We moved in January from The Hill to a nearby apartment complex called Irish Gold. We hosted a Burns Supper for our housewarming party, for my fellow postdocs and Róisín’s fellow dancers. The University of Notre Dame, which is effectively an American Football team with a $20 billion university attached, is nicknamed The Fighting Irish, so there’s a lot of Ireland in the local nomenclature. Irish Gold apartments. Irish Realty. East Ireland Road. A park called Irish Green. An ice-cream store called Murphy’s. The Blarney Stone liquor store. Green-painted pubs called O’Rourke’s, Fiddler’s Hearth, Finnie’s, Corby’s Irish Pub, McCormick’s, Shamrock’s.
We moved out of Irish Gold a month ago, and went travelling this huge, incomprehensible country. In the time we’ve been here, it’s switched from President Biden, b.1942, to President Trump, b.1946. There’s been ICE raids in Minneapolis and Chicago, and No Kings protests across the country. There’s a war with Iran, now (there wasn’t six months ago) and the USA is co-hosting a World Cup where one of the Iranian players can’t get his US visa renewed. President Trump has had his name added to the Kennedy Arts Center, and seen it taken off again. We don’t currently have an address at all. We’ve been to twenty-three and a half of the fifty United States in our two-and-a-half years in the USA. California Colorado Idaho Indiana Illinois Kentucky Louisiana Maine Massachusetts Michigan Montana Nevada New Hampshire North Carolina New York Oregon Pennsylvania Tennessee Texas Virginia Vermont Washington State and Wyoming. The District of Columbia—the D.C. in Washington D.C.—we have counted as a half.
The rule is that you have to stop in a state for it to count. So our trains through Ohio and Rhode Island, our Greyhound bus through New Jersey, our airport connections through Atlanta, Salt Lake City, Minneapolis—these don’t count. Our day trips to Virginia and Idaho do. Our cheekiest entry is Idaho, where we only went for breakfast. We were staying just across the state line in Montana, and in the rural expanses of Eastern Idaho there was one breakfast place within easy driving distance; a hotel canteen called The Cowboy Kitchen. The only vegan item they had was potatoes with fried peppers, so Róisín had potatoes for breakfast, and we ticked Idaho off the list. We’ve been hosted by American friends and their wonderfully hospitable families in Washington State for Thanksgiving (twice) and North Carolina for the Fourth of July.
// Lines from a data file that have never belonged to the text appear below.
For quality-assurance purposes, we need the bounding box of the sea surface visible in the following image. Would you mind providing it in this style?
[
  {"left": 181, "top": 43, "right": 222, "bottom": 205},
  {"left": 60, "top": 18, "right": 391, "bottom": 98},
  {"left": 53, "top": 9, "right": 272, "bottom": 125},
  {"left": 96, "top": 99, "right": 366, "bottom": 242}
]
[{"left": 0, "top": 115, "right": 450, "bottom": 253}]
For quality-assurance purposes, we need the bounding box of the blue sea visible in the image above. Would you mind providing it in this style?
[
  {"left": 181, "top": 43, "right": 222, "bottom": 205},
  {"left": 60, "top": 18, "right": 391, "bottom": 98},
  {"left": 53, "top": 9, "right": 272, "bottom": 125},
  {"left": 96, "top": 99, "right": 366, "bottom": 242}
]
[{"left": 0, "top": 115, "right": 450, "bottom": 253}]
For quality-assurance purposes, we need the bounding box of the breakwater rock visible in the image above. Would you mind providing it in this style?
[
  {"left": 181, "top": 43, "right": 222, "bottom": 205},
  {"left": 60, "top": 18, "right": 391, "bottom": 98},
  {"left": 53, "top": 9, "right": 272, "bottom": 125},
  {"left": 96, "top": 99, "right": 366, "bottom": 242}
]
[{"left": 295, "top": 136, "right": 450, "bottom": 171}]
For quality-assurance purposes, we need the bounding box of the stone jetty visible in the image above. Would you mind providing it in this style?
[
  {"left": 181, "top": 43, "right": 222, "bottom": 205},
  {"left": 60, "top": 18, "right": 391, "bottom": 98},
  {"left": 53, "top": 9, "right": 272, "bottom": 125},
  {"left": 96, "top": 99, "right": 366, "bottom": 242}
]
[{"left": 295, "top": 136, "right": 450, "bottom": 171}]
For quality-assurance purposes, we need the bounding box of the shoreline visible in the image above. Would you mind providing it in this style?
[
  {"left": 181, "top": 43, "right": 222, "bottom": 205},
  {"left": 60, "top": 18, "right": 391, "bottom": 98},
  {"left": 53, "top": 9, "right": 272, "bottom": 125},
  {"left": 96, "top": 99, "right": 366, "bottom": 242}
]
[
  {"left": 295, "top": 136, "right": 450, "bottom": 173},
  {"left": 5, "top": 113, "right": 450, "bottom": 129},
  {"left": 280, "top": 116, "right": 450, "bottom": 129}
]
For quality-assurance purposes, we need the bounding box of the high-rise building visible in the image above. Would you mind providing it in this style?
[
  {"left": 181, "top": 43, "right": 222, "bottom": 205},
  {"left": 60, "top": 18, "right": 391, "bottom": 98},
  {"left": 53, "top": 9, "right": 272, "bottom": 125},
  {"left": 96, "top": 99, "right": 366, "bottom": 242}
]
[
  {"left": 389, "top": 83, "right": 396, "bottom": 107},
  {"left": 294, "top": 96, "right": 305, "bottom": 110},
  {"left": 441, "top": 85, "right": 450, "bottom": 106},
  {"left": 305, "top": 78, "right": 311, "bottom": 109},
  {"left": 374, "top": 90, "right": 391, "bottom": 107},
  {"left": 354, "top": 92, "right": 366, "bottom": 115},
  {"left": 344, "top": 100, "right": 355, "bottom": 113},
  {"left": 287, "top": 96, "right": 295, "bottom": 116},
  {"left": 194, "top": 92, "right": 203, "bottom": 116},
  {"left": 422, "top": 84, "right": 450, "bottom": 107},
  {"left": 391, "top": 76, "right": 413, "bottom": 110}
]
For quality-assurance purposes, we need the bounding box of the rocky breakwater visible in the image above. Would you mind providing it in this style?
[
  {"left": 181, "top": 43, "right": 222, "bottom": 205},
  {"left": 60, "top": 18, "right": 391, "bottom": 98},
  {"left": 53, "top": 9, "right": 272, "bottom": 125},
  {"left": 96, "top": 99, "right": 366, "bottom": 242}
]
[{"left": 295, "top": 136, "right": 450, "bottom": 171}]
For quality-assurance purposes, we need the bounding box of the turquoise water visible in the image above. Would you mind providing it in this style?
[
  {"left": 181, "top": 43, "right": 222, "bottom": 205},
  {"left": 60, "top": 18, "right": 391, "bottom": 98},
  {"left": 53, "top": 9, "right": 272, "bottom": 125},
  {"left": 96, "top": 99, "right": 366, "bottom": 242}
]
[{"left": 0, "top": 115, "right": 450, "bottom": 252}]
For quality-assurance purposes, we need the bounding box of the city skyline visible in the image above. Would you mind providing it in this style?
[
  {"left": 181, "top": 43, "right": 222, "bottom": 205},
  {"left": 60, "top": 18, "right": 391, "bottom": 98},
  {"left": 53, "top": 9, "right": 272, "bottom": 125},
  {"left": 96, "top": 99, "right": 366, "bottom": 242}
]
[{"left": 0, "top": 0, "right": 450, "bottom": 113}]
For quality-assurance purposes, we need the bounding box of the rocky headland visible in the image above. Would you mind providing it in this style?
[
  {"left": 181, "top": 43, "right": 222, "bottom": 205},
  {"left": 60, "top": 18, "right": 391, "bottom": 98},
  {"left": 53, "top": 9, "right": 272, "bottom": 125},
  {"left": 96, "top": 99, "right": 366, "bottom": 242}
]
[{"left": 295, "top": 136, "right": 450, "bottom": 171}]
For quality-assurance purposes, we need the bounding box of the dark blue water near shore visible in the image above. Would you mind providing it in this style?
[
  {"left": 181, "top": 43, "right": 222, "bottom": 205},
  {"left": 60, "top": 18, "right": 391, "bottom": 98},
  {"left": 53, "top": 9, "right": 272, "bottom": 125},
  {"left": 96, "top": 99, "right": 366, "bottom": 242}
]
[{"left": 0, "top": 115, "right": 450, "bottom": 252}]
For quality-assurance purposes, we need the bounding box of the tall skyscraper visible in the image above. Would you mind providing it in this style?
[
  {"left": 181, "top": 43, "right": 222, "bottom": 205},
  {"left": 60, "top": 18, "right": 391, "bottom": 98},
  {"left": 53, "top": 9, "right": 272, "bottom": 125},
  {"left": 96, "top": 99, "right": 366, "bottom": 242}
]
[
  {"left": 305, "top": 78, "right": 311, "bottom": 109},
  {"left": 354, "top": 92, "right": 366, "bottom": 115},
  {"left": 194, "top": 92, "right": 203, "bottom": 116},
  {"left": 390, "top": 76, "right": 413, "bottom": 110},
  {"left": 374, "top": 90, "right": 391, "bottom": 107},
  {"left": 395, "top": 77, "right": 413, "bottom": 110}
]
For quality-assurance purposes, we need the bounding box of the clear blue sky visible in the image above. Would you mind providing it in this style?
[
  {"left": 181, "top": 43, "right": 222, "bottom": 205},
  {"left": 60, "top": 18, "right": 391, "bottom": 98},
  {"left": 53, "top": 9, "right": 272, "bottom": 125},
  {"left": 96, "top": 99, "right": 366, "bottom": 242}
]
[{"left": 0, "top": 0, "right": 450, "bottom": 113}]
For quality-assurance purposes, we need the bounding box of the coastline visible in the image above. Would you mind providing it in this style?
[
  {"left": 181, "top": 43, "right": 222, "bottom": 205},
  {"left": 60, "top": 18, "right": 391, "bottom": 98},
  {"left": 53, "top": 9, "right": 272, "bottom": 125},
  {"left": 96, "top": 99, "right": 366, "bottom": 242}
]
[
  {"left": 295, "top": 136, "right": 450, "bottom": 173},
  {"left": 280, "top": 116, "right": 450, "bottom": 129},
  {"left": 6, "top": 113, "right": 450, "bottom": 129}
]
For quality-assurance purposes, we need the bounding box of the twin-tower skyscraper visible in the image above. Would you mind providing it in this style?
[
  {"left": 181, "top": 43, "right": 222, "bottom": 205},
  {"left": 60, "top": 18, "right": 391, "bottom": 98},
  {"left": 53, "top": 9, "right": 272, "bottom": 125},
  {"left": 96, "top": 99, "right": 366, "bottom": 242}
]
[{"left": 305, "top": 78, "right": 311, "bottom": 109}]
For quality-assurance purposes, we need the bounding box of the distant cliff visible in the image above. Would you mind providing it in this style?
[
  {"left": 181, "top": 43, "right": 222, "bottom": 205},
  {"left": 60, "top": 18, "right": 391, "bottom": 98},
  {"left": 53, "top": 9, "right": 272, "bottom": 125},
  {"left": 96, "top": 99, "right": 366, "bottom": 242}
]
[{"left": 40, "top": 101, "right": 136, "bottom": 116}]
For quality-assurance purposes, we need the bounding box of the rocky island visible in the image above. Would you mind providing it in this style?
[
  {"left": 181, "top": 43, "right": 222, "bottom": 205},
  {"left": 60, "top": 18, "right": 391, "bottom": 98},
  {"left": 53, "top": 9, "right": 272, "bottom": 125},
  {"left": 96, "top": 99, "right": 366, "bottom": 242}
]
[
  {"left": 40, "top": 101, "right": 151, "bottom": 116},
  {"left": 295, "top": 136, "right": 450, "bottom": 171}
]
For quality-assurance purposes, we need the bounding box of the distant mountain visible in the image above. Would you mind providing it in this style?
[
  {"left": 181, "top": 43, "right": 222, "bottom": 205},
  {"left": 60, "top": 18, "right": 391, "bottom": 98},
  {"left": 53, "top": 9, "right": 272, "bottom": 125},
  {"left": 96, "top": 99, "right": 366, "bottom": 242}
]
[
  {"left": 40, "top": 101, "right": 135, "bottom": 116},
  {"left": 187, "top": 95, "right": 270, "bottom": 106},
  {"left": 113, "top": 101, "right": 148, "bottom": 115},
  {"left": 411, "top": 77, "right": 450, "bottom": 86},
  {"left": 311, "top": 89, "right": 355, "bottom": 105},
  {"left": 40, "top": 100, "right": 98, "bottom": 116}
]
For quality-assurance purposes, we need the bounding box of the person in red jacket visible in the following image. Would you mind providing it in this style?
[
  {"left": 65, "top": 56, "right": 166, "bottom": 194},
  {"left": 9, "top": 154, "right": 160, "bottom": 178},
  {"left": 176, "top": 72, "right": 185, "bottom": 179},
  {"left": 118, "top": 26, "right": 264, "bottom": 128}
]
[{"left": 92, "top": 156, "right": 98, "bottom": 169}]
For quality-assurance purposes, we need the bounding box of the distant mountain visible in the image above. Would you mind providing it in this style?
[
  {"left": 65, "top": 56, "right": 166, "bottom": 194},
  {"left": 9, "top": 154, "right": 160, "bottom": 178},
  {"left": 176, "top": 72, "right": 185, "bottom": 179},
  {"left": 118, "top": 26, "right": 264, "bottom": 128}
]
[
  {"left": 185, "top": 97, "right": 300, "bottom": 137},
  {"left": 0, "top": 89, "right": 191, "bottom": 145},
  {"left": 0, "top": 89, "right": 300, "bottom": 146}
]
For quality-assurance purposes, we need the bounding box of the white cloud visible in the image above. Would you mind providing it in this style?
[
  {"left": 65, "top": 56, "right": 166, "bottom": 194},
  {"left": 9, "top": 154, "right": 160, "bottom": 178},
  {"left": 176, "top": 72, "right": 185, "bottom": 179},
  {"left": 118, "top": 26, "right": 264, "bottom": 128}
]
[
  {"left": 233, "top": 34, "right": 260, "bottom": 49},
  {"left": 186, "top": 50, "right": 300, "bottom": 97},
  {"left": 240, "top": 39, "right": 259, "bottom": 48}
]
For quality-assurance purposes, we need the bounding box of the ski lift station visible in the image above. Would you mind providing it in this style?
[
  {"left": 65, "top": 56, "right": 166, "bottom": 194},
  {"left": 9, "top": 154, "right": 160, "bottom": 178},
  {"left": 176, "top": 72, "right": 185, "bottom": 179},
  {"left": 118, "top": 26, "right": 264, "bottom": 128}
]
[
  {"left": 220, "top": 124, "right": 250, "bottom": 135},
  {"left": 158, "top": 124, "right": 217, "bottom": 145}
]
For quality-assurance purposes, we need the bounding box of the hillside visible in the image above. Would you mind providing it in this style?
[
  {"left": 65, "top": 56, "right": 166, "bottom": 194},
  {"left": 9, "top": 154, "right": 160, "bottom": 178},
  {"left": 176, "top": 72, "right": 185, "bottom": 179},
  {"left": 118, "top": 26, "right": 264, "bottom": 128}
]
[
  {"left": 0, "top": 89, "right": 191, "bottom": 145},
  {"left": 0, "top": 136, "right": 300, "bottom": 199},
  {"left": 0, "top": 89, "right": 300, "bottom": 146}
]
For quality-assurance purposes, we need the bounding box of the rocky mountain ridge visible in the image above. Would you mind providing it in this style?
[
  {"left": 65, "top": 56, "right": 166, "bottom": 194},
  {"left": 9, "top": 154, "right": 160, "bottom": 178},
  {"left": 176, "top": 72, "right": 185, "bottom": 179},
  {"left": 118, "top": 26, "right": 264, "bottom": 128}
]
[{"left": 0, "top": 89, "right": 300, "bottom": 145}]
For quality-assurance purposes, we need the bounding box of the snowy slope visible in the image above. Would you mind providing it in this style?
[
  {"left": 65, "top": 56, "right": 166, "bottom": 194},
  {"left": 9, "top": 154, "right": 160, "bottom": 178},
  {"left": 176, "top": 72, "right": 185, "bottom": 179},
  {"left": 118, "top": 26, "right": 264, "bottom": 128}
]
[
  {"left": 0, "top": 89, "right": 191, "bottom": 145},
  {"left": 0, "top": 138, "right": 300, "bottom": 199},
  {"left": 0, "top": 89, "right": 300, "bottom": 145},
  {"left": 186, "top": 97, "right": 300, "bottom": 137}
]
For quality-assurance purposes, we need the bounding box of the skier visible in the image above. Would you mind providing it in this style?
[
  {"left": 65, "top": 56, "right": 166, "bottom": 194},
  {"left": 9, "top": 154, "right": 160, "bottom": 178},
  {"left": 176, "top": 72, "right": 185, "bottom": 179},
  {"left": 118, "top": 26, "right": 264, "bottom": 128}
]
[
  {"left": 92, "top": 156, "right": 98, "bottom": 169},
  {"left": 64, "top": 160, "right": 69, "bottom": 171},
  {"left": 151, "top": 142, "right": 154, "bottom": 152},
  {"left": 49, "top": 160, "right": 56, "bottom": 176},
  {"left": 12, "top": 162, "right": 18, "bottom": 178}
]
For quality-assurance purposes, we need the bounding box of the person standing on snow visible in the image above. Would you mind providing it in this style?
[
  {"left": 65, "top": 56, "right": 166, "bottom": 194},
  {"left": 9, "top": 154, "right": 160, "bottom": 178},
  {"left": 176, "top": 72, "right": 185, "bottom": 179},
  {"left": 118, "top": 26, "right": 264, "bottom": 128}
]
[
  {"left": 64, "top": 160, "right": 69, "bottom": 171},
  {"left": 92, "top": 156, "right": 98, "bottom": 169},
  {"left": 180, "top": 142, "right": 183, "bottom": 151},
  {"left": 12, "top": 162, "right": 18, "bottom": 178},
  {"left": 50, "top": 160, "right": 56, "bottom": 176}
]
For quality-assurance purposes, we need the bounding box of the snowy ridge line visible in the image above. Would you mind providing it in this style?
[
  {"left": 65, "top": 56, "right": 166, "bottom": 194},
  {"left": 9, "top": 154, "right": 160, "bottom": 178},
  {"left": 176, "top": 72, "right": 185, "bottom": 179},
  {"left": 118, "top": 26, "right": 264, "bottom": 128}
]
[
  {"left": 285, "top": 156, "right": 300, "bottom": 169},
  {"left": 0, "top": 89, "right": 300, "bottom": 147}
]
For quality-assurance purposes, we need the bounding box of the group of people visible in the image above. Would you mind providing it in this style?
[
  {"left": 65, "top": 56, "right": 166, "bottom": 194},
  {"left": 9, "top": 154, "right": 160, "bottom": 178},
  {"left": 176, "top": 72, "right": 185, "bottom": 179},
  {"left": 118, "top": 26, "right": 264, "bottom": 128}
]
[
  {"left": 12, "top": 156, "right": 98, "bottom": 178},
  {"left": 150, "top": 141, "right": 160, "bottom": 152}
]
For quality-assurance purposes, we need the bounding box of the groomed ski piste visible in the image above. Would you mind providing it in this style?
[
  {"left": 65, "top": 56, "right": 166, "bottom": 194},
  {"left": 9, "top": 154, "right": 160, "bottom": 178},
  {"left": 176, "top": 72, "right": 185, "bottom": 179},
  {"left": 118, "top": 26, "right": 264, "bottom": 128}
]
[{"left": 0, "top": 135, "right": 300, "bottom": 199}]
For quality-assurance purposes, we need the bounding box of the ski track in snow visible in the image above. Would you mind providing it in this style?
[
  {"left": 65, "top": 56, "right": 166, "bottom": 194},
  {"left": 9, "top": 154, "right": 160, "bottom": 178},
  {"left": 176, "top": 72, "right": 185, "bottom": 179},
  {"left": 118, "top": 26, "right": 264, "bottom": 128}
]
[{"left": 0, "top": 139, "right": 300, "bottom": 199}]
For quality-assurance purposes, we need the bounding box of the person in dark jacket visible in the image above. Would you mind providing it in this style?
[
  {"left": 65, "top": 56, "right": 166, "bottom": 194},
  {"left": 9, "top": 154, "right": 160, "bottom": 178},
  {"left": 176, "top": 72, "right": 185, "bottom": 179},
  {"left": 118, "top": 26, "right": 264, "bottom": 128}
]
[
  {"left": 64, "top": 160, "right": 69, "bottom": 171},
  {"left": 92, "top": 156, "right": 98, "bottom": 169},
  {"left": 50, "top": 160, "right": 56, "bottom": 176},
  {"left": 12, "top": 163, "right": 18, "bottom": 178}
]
I’ve spoken at conferences in Louisiana, Massachusetts and Colorado (and left the US on work trips to speak in Toronto, Galway, Limerick and London) and here at Notre Dame. Róisín has taken a dance workshop in North Carolina, reviewed shows in Chicago and Notre Dame, given a talk at a dance festival in Grand Haven, Michigan, and attended a dance reviewer’s symposium in New York City.
We never got to Arizona or New Mexico. Florida and Georgia, Minnesota and the Dakotas, Alabama and Arkansas will also have to wait for now. There’s a chance we could still add Wisconsin, but it would mean spending one of our three remaining days in the USA to make the day-trip by train from Chicago.
Three days. We’re flying home. But not without dust on our boots.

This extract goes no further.